Patto di non concorrenza
Il “patto di non concorrenza” prevede la possibilità, per il lavoratore ed il datore di lavoro, di concordare
che, in caso si cessazione del rapporto di lavoro, il lavoratore sia obbligato a non svolgere attività in
concorrenza con l’attività svolta dal datore di lavoro.
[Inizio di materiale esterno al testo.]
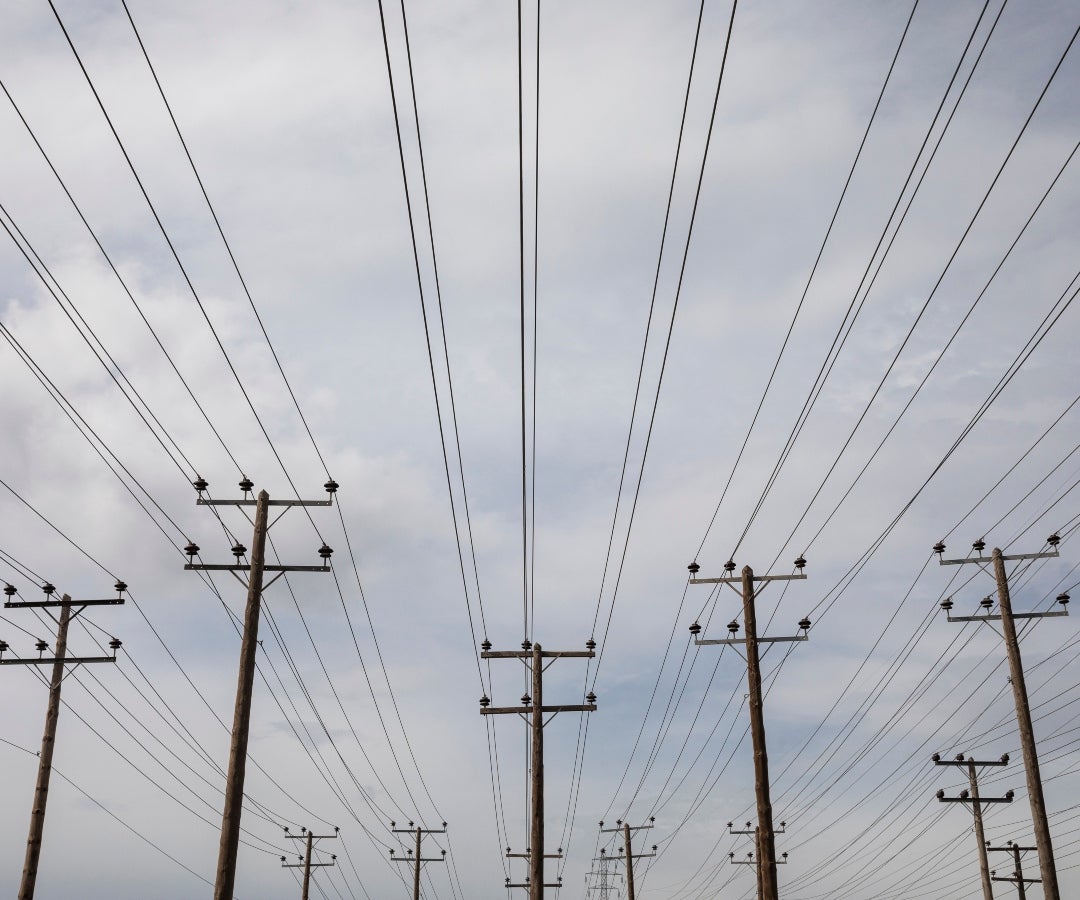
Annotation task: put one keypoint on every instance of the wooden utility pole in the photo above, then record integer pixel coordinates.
(245, 680)
(52, 713)
(767, 854)
(309, 840)
(756, 832)
(1007, 617)
(532, 711)
(1017, 876)
(976, 802)
(418, 858)
(629, 849)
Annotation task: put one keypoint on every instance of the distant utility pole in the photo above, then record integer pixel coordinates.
(756, 832)
(242, 713)
(1007, 617)
(532, 712)
(605, 889)
(767, 853)
(625, 828)
(52, 713)
(417, 859)
(308, 838)
(976, 806)
(1017, 876)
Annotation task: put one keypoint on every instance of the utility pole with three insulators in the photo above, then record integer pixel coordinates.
(417, 860)
(767, 851)
(58, 661)
(972, 796)
(997, 561)
(306, 863)
(625, 829)
(241, 720)
(532, 711)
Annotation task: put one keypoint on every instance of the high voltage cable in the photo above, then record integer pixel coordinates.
(120, 278)
(813, 270)
(112, 815)
(225, 240)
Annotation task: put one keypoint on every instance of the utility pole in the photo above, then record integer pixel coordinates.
(605, 889)
(532, 711)
(976, 806)
(628, 845)
(52, 713)
(767, 853)
(1017, 876)
(245, 681)
(309, 840)
(418, 858)
(757, 847)
(1007, 617)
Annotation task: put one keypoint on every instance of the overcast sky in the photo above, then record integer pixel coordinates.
(937, 300)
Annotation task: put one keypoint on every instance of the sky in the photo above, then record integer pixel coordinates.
(744, 284)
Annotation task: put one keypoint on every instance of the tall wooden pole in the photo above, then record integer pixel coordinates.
(1021, 890)
(537, 848)
(630, 860)
(307, 868)
(241, 720)
(416, 868)
(1047, 868)
(45, 760)
(976, 808)
(767, 862)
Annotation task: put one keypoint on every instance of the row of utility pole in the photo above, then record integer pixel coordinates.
(537, 714)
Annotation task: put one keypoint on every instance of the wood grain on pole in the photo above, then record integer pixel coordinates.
(976, 808)
(536, 856)
(241, 720)
(45, 760)
(307, 869)
(767, 862)
(1047, 868)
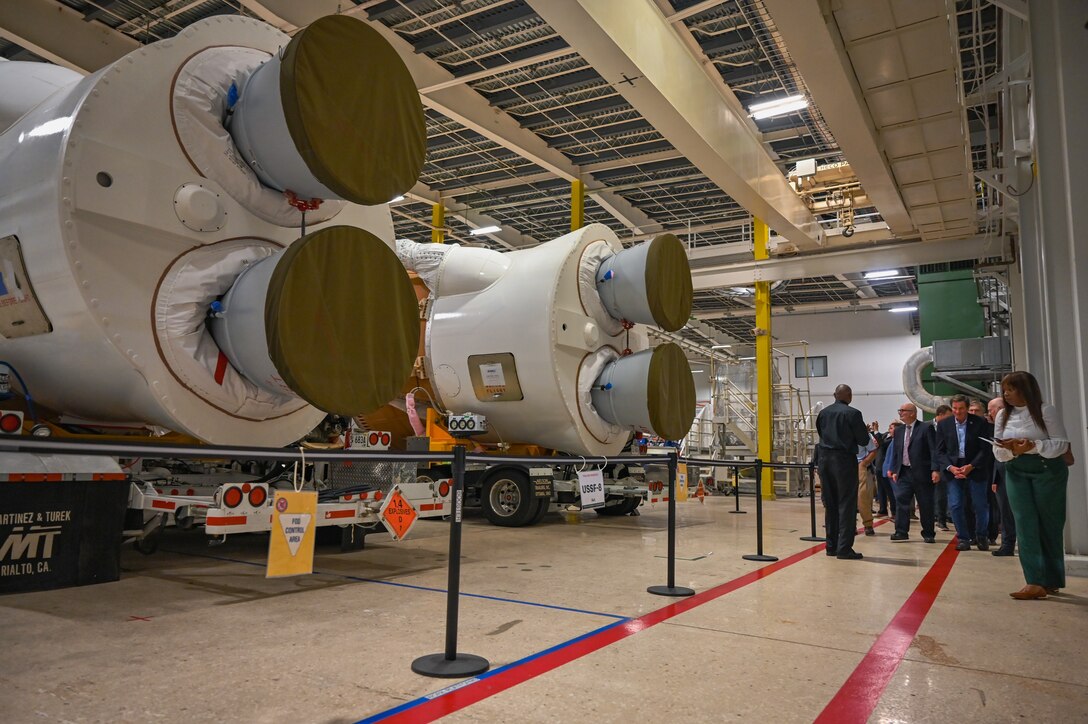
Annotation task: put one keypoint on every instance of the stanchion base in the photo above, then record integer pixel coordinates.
(439, 666)
(670, 590)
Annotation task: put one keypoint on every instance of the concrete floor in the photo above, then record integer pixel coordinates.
(197, 634)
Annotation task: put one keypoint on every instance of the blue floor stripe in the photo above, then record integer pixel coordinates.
(412, 586)
(427, 697)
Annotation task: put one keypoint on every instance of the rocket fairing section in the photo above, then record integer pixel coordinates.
(138, 199)
(544, 343)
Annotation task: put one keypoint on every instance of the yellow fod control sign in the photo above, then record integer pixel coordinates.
(291, 542)
(398, 515)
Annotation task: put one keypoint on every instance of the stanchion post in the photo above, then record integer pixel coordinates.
(812, 506)
(737, 491)
(671, 588)
(758, 517)
(450, 664)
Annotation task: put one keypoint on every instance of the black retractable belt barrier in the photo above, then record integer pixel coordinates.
(452, 664)
(737, 491)
(758, 516)
(671, 588)
(812, 505)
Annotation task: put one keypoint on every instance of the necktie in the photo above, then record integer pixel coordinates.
(906, 444)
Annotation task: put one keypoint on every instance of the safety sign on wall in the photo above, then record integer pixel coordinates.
(291, 542)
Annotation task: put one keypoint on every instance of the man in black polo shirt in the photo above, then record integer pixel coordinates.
(841, 431)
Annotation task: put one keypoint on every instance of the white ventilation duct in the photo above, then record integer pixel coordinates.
(912, 381)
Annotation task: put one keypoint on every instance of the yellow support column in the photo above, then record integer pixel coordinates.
(765, 399)
(577, 205)
(439, 223)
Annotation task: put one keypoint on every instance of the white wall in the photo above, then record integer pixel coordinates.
(865, 350)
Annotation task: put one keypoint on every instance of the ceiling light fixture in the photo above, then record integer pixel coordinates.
(779, 107)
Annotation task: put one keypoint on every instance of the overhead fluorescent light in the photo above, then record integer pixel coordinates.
(779, 107)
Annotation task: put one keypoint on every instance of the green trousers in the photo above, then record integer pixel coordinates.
(1036, 487)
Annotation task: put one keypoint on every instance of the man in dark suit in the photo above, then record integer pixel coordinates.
(841, 431)
(912, 474)
(965, 462)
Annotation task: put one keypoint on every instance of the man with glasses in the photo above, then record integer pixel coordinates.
(841, 431)
(913, 474)
(965, 459)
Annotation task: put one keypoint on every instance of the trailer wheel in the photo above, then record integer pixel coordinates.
(508, 500)
(627, 506)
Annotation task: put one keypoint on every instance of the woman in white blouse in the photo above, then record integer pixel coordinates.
(1030, 441)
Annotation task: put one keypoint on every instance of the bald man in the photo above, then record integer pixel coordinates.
(841, 432)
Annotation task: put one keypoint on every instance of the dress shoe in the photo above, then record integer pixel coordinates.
(1029, 593)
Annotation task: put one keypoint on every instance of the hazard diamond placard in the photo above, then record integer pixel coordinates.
(398, 515)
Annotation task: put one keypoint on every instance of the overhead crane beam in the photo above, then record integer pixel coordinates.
(817, 48)
(61, 35)
(847, 261)
(813, 307)
(632, 45)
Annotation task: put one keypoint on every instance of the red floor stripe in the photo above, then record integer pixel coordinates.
(858, 696)
(466, 696)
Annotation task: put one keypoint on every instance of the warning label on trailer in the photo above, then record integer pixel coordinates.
(398, 515)
(291, 542)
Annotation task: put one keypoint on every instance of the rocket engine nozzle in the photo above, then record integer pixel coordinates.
(291, 322)
(650, 283)
(651, 390)
(334, 114)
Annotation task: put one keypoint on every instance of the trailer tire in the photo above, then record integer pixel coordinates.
(508, 499)
(627, 506)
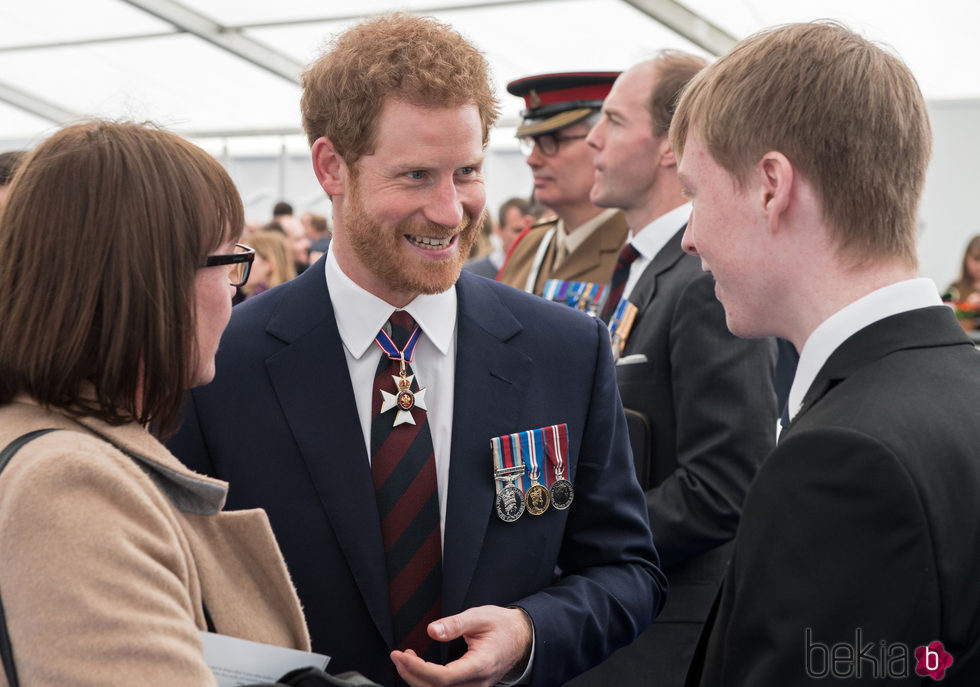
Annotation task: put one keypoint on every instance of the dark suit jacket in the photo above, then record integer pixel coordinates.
(482, 266)
(864, 517)
(280, 424)
(711, 409)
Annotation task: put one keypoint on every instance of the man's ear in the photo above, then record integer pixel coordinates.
(667, 158)
(329, 167)
(776, 176)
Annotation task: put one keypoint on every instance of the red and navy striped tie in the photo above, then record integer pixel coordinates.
(404, 473)
(620, 276)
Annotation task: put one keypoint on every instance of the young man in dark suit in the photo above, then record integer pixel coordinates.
(402, 529)
(804, 151)
(706, 396)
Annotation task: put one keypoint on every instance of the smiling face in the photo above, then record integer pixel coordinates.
(411, 209)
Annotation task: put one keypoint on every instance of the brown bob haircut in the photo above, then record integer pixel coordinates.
(413, 59)
(846, 113)
(103, 233)
(674, 70)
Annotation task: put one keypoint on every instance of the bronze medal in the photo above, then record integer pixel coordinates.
(537, 498)
(562, 494)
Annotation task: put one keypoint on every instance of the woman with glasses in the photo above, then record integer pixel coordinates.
(117, 266)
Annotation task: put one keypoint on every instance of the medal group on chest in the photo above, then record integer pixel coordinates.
(530, 471)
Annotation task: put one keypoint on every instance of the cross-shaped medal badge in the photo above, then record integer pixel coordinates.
(404, 399)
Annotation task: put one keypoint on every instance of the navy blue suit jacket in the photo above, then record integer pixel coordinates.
(280, 424)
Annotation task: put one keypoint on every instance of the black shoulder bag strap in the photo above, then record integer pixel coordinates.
(6, 652)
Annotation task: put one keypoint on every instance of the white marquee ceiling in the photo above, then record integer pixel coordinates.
(228, 69)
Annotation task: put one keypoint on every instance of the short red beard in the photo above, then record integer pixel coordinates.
(378, 247)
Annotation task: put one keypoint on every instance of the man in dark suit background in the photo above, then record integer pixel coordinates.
(707, 397)
(388, 555)
(581, 242)
(805, 151)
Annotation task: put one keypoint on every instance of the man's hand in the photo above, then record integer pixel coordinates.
(497, 640)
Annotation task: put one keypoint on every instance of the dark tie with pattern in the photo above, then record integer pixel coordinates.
(404, 473)
(622, 272)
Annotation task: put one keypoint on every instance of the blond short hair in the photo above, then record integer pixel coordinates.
(414, 59)
(846, 113)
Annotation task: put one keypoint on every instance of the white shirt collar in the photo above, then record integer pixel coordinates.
(902, 296)
(649, 240)
(360, 314)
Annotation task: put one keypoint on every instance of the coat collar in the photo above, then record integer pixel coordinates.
(490, 386)
(666, 258)
(930, 327)
(188, 491)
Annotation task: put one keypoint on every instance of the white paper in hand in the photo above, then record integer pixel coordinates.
(236, 662)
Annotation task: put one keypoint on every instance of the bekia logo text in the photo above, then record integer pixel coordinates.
(879, 660)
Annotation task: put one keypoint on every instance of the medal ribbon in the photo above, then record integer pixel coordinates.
(504, 460)
(577, 294)
(556, 440)
(532, 444)
(391, 350)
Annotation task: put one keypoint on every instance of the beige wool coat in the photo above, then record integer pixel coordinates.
(105, 558)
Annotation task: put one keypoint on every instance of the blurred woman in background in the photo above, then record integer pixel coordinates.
(273, 264)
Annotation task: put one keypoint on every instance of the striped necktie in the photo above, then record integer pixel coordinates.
(404, 473)
(620, 275)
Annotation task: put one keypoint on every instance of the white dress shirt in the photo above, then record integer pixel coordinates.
(360, 316)
(899, 297)
(651, 239)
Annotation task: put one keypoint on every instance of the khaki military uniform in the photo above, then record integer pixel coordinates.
(593, 261)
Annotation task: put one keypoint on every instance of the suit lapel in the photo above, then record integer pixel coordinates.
(646, 285)
(921, 328)
(312, 383)
(489, 391)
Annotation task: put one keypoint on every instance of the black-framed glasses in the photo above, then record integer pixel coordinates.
(547, 143)
(239, 263)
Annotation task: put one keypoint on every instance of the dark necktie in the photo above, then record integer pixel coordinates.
(404, 473)
(622, 272)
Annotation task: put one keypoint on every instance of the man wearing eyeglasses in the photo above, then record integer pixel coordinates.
(706, 396)
(582, 243)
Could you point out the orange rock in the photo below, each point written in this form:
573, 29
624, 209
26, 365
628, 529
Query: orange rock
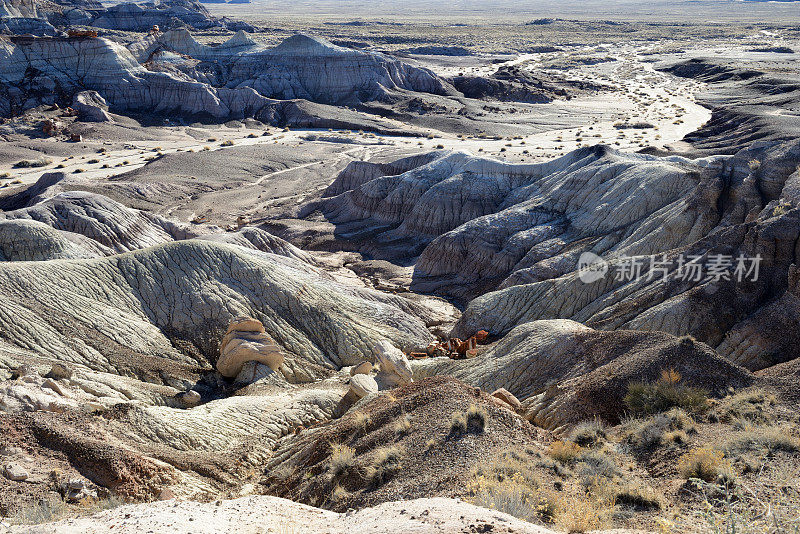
469, 344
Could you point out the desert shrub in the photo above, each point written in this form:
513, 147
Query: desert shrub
660, 429
768, 440
476, 419
665, 393
592, 466
582, 514
588, 433
342, 459
338, 493
385, 464
29, 163
565, 452
705, 463
509, 483
638, 496
514, 495
361, 421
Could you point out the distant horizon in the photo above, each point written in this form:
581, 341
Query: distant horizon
510, 11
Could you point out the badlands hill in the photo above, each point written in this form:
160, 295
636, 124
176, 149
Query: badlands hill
223, 306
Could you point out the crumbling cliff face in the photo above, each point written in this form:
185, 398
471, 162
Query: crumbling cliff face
259, 82
513, 236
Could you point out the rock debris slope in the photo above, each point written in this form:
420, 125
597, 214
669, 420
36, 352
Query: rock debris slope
130, 310
173, 74
302, 66
561, 369
479, 225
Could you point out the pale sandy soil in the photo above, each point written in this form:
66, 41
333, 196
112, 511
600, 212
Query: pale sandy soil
642, 95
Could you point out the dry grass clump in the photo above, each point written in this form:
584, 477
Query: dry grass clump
588, 433
361, 422
665, 393
565, 452
342, 459
595, 467
662, 429
509, 484
638, 496
746, 407
403, 425
385, 464
767, 440
706, 463
338, 493
582, 514
33, 163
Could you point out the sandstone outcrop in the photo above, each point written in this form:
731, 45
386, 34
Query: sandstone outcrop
564, 372
246, 341
362, 385
91, 107
513, 235
139, 304
163, 13
301, 67
394, 367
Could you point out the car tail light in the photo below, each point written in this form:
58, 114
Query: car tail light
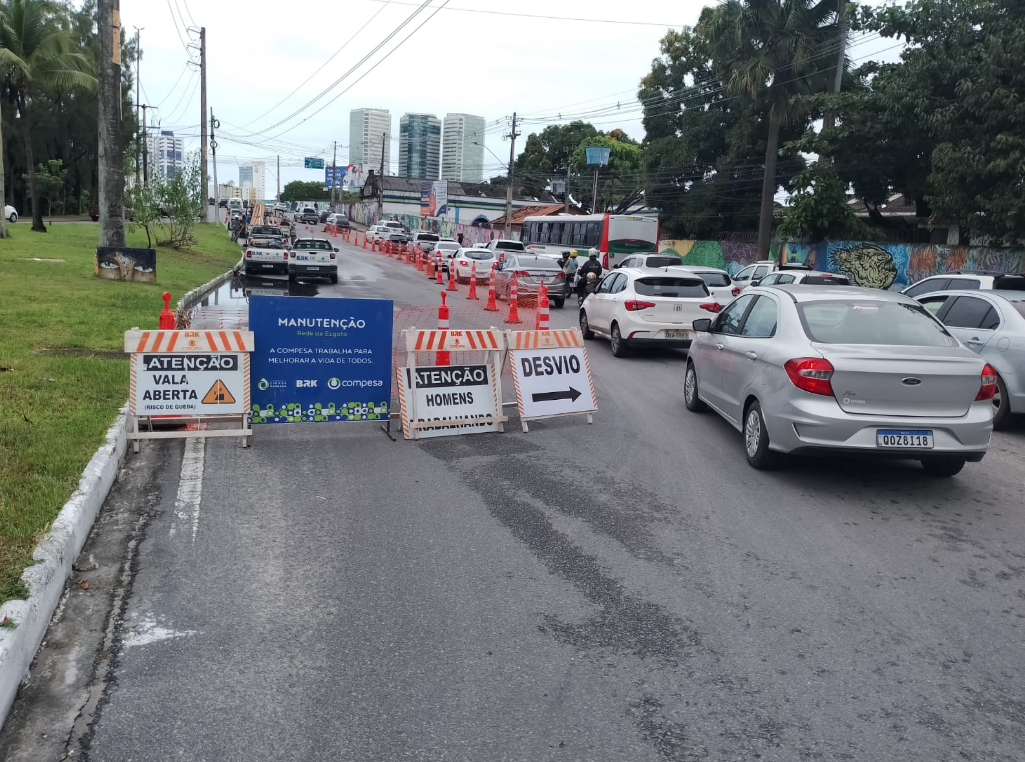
988, 388
633, 305
811, 374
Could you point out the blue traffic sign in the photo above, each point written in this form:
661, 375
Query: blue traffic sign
320, 359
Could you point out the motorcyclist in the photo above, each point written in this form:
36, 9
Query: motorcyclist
591, 266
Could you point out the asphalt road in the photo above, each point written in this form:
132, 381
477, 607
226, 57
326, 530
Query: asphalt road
629, 590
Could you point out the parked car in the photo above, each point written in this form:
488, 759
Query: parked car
968, 282
94, 212
991, 324
808, 277
851, 371
750, 275
313, 257
529, 271
265, 256
464, 261
634, 307
719, 281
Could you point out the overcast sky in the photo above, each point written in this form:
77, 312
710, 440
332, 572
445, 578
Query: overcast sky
478, 56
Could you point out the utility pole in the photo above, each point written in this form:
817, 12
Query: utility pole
138, 80
829, 119
111, 158
334, 170
508, 190
213, 152
202, 110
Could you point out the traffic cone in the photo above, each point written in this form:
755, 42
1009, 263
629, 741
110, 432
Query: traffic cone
514, 316
472, 294
166, 319
541, 321
491, 306
443, 358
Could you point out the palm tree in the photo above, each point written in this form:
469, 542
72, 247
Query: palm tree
36, 46
773, 51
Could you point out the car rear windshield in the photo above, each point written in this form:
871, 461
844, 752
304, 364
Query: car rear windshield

Tale patto è nullo se non approvato specificatamente per iscritto; inoltre, ai fini della sua validità si richiede
che lo stesso preveda una retribuzione per il lavoratore proporzionata all’attività che il lavoratore deve
svolgere.
La durata del vincolo non può superare i 5 anni nel caso in cui si tratti di dirigenti, o di tre anni in tutti gli
altri casi.
Tale patto, essendo a tutti gli effetti un contratto, può essere sciolto con il consenso di entrambe le parti,
salva diversa pattuizione, e la relativa violazione comporta la legittimazione a richiedere risarcimento del
danno.
Luogo di lavoro
Spesso nei contratti di lavoro sono inserite clausole che prevedono la possibilità che l’attività lavorativa sia
prestata non in un unico luogo, ma in diverse località.
Mentre tali clausole sono a tutti gli effetti valide, non possono considerarsi tali le clausole con le quali il
lavoratore si impegni ad esempio, a prestare la propria attività lavorativa in tutte le unità locali della
azienda, in quanto accordo privo di contenuto determinato e specifico.